Perhaps my only negative comment would be to have given attention to Mrs Bartholomew’s hairstyle as this was one of the only things out of its time – or perhaps that was a directorial decision given the theme of the story.
I must mention the delightful original music, played live to compliment the scenes and changes like underscoring of a film. This extra flourish gave the production a polish and unexpected beauty – compliments of composer and pianist James Hall with Hayley Scurll in Viola.
I attended the Saturday evening show with a friend and our respective children ranging from 10 to 15 years. Each of us were very impressed by the production and felt we were in safe hands for an evening’s entertainment. Congratulations to the whole team for an enchanting production.
Review by Audience feedback (April 2016)
“It was so atmospheric, the lights, sound effects and music were just fantastic. This is a must see” - ★★★★
“Such a lovely story presented in a wonderfully beautiful and simplistic style” - ★★★★
“A powerful and emotional production, performed so professionally by a very talented group of actors” - ★★★★
“I was so impressed that I'm coming back this evening and I'm bringing my niece” - ★★★★
“I've seen a lot of amateur theatre but this was the best production i've ever seen” - ★★★★★
“A delightful production which my children haven't stopped talking about. Full of magic and energy with a surprise ending that was incredibly moving” - ★★★★★
“It's rare to see a play that appeals this well to all ages” - ★★★★
“An imaginitive use of the space. This was better than a professional West-End production I saw last night” - ★★★★
Review by Heather Morgan and Ken Mason (April 2016)

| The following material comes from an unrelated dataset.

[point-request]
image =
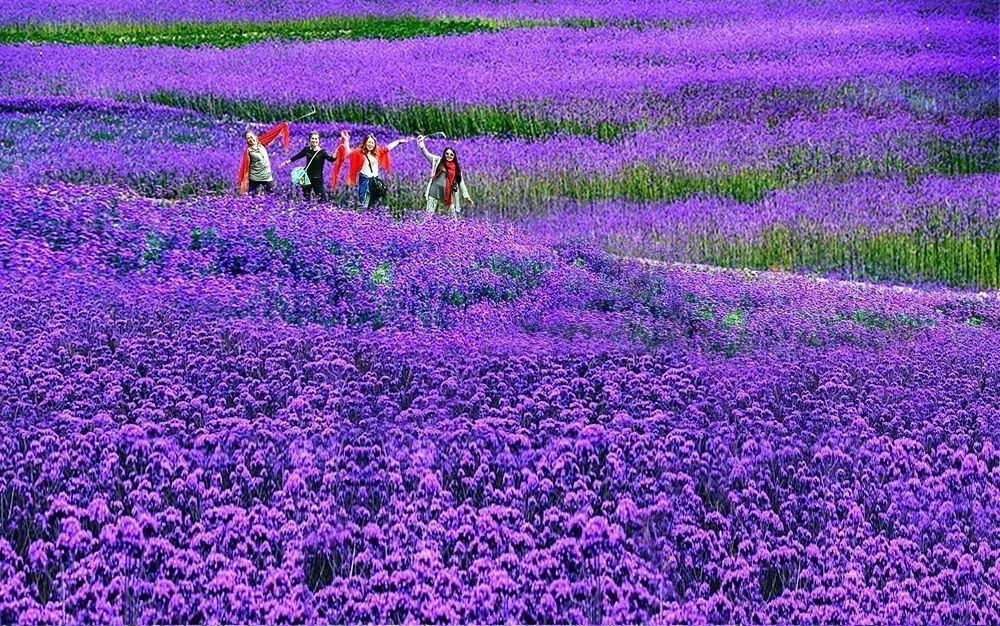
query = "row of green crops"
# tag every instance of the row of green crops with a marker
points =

Tom's Midnight Garden, directed by Bill Compton, had a minimal but very effective setting, consisting of three sets of door frames, angled to give perspective, a realistic tree trunk centre backstage, a small bedroom on one side and a grandfather clock on the other (positioned downstage right an somewhat too close to the tabs). The handling of the props was mimed which worked well for keeping the flow of this well-known ghost story.

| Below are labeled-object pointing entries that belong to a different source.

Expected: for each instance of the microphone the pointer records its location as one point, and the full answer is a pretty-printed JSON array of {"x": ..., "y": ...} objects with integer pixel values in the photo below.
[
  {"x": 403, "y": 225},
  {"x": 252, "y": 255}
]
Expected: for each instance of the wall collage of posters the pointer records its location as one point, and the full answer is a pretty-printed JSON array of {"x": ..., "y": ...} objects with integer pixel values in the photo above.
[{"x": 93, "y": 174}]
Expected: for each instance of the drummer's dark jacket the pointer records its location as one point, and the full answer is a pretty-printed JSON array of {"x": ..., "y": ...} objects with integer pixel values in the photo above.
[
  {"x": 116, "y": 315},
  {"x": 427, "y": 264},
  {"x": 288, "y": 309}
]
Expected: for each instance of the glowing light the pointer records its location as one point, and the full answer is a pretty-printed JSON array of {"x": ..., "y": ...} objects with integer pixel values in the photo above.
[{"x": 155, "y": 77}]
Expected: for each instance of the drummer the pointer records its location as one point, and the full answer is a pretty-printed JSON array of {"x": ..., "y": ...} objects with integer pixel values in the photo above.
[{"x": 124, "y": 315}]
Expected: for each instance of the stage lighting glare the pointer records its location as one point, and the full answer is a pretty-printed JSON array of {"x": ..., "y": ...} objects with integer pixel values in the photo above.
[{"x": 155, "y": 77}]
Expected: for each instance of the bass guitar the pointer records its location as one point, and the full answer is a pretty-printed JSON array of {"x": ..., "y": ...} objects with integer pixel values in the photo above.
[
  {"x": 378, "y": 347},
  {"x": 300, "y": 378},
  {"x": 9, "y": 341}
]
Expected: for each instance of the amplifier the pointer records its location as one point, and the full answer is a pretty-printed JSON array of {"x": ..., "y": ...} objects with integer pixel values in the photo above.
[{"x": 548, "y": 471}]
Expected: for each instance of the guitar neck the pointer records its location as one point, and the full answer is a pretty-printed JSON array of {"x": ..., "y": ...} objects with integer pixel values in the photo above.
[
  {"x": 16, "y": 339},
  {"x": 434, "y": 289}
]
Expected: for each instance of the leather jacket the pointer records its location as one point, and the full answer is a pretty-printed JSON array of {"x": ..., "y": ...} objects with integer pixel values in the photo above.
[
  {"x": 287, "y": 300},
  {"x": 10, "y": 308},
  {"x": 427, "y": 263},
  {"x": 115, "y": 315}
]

Creating an environment with haze and low lighting works, provided the actors are lit well enough to see their faces clearly, especially for those with lighter voices that may not carry to the back of the auditorium. Some of the narrative was lost due to this. Also, when there is very low lighting and the actors are dressed in dark costumes against a black background, it can have the effect of disembodied talking heads moving about the stage. Full marks to Jack Tidball and team for creating such a magnificent tree as well as the malfunctioning grandfather clock which played such important parts in the story.
The central roles of Tom (Alexander Farley) and Hatty (Emily Dixon) played the young people with sensitivity, their delight in meeting each other and getting scrapes together deepening into innocent affection. The supporting ensemble worked well together, some of them doubling up to play several roles. Particularly pleasing was the contrast drawn between the two Aunts: Jennie Hilliard's Aunt Grace being cold and hard-hearted, while Rachel Pratt's Aunt Gwen was warm and welcoming.

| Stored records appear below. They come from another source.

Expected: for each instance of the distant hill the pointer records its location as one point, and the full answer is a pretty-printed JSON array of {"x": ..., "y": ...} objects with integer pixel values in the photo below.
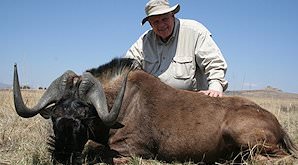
[
  {"x": 4, "y": 86},
  {"x": 268, "y": 92}
]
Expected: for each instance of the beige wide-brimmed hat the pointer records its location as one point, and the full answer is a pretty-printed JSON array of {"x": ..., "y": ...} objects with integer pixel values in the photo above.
[{"x": 158, "y": 7}]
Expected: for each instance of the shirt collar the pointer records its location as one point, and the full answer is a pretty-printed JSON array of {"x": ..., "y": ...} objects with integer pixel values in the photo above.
[{"x": 174, "y": 34}]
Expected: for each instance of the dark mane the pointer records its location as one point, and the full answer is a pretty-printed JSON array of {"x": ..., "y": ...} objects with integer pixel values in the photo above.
[{"x": 116, "y": 67}]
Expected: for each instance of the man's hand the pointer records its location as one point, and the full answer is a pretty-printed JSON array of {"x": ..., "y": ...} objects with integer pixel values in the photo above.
[{"x": 212, "y": 93}]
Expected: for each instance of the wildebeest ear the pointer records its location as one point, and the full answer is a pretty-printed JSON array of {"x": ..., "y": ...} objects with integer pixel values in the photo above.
[
  {"x": 117, "y": 125},
  {"x": 46, "y": 113}
]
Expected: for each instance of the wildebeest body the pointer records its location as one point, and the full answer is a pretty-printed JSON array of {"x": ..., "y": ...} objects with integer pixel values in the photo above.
[
  {"x": 154, "y": 119},
  {"x": 170, "y": 124}
]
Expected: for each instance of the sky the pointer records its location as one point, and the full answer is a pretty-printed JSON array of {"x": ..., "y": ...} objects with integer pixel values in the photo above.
[{"x": 258, "y": 38}]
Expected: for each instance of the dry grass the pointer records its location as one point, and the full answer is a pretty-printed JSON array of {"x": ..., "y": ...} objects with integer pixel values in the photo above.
[{"x": 23, "y": 141}]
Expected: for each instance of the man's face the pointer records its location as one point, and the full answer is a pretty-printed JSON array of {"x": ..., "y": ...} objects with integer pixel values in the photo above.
[{"x": 162, "y": 25}]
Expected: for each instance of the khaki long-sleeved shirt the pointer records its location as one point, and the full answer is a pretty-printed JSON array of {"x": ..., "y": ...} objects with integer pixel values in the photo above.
[{"x": 189, "y": 60}]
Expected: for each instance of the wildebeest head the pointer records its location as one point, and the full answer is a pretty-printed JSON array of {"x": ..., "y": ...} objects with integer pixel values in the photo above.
[{"x": 74, "y": 104}]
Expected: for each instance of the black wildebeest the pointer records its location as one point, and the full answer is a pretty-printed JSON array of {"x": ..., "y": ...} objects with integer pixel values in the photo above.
[{"x": 129, "y": 112}]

The three ages of Hattie worked well: Jennie Hilliard (doubling as the older woman), Emily Dixon (the younger) and Idun Compton as the youngest Hattie, stealing her scenes and showing no sign of stage fright as she marched, straight-backed across the stage to confront the clock. Make a note of this four year-old. Obviously a rising star.
James Hall's original music, played by him on the keyboard and with Hayley Scurll on viola, created just the right atmosphere for the imaginary world.
The production provided an entertaining evening. Thank you YAT. It was a shame it was not supported by a larger audience.